# Weird discharge from female is last phases of heat?



## heafy (Oct 31, 2009)

Uploaded with ImageShack.us

All I know is that I seen her squatting. Later noticed that it was this.. 

As you can see, its kinda stringy..

A little info on her: She is on her last leg of her third heat cycle. I feed her a dry dog food diet supplemented with raw chicken thighs..

Thanks for help! I really appreciate it!


----------



## aimee235 (Apr 29, 2007)

The picture is really really huge so it is hard to see.

It looks like an awful lot of discharge. I would take her in to the vet ASAP and get it checked out.


----------



## Indigo Bully Connection (Dec 21, 2006)

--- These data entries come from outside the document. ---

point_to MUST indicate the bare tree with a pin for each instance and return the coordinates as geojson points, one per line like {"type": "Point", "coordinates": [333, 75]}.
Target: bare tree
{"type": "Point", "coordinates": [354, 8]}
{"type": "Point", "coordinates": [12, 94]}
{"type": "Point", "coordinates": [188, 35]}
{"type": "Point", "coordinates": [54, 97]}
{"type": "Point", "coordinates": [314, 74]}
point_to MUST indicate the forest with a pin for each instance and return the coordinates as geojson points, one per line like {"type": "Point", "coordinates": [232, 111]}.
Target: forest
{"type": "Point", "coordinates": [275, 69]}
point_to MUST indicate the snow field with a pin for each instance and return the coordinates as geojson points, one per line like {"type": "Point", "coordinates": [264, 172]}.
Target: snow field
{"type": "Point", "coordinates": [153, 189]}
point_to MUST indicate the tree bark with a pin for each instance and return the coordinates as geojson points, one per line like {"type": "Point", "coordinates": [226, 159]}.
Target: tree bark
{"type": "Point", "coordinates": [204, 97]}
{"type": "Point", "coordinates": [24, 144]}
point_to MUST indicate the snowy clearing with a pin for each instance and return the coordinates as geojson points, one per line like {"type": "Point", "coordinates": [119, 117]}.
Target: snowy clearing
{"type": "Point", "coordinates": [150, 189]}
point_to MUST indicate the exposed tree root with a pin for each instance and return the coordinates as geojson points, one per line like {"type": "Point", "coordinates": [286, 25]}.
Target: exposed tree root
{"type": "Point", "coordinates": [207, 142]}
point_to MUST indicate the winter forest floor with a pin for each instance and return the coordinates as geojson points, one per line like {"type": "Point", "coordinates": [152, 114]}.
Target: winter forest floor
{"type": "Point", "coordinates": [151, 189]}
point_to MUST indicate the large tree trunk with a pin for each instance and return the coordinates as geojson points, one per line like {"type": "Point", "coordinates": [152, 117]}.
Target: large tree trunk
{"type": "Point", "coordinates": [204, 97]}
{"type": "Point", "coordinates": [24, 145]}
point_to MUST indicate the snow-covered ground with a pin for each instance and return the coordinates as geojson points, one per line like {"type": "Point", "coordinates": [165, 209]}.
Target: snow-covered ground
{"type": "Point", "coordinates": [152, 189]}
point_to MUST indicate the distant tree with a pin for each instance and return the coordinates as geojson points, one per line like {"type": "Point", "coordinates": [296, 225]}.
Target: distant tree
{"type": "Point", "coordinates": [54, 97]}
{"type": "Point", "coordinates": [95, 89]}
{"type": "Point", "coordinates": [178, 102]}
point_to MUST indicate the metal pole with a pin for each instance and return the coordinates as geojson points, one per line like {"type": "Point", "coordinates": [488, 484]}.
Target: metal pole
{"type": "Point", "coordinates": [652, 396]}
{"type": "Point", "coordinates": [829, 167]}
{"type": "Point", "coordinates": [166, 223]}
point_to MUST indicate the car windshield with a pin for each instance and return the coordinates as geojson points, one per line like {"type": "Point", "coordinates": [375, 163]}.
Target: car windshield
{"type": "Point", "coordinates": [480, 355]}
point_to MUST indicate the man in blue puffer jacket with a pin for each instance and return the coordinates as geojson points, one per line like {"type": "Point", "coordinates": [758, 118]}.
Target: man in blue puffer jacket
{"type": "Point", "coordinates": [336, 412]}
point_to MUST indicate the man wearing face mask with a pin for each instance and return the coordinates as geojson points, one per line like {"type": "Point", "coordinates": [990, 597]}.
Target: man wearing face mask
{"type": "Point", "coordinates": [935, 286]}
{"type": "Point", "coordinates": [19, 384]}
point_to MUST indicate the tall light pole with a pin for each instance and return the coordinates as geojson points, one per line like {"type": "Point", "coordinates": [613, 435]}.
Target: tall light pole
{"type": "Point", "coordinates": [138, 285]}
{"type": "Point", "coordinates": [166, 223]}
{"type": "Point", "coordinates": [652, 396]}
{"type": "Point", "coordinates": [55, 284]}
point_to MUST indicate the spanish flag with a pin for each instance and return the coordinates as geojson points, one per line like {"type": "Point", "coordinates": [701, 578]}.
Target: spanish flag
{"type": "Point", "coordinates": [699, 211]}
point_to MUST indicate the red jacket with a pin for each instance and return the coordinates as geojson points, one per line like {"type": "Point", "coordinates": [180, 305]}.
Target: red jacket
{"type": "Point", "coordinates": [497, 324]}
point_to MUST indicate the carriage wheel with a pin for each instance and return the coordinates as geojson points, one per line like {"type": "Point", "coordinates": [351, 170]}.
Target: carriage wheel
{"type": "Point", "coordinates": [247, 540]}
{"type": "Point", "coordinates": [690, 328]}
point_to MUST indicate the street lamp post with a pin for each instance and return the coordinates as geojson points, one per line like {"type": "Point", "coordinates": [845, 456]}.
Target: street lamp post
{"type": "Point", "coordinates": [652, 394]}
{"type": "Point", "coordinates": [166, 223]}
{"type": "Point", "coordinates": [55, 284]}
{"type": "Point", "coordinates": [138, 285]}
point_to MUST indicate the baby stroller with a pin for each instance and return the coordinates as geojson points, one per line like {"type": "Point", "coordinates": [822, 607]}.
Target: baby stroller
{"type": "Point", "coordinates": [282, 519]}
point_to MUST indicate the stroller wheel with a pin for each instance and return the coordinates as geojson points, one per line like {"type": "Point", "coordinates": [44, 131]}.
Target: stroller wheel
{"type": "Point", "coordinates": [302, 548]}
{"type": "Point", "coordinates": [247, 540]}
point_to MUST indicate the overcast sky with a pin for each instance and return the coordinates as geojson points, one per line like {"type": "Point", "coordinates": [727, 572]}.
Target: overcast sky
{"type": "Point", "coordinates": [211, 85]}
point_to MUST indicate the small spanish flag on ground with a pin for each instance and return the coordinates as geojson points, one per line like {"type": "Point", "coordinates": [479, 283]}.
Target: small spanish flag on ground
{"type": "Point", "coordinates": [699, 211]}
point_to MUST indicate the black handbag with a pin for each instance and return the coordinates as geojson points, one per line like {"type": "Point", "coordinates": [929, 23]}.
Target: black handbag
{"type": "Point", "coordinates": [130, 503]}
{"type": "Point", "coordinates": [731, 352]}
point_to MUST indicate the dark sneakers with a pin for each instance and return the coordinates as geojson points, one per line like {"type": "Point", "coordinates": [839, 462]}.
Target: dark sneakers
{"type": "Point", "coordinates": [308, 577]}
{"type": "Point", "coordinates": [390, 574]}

yeah i agree with aimee ; that aint no joke dude... this is a vet emergency that id take her in like now and not wait... that looks like tissue not just discharge. get that in a tupper ware on your way out the door so your vet can examine it... when you get back and please update us on what is actually going on with her


----------



## heafy (Oct 31, 2009)

here's a better picture i hope



Uploaded with ImageShack.us


----------



## heafy (Oct 31, 2009)

A little more info: She's acting normal.. Played hard and ate normal.


----------



## Indigo Bully Connection (Dec 21, 2006)

please reference to my previous post... vet now


----------



## aimee235 (Apr 29, 2007)

Get your girl to the vet now. It doesn't matter if she is playing normally right now and eating. 

During heats dogs bleed they don't have lots of stringy mucus. It's very abnormal and if you don't get her into a vet soon she could die.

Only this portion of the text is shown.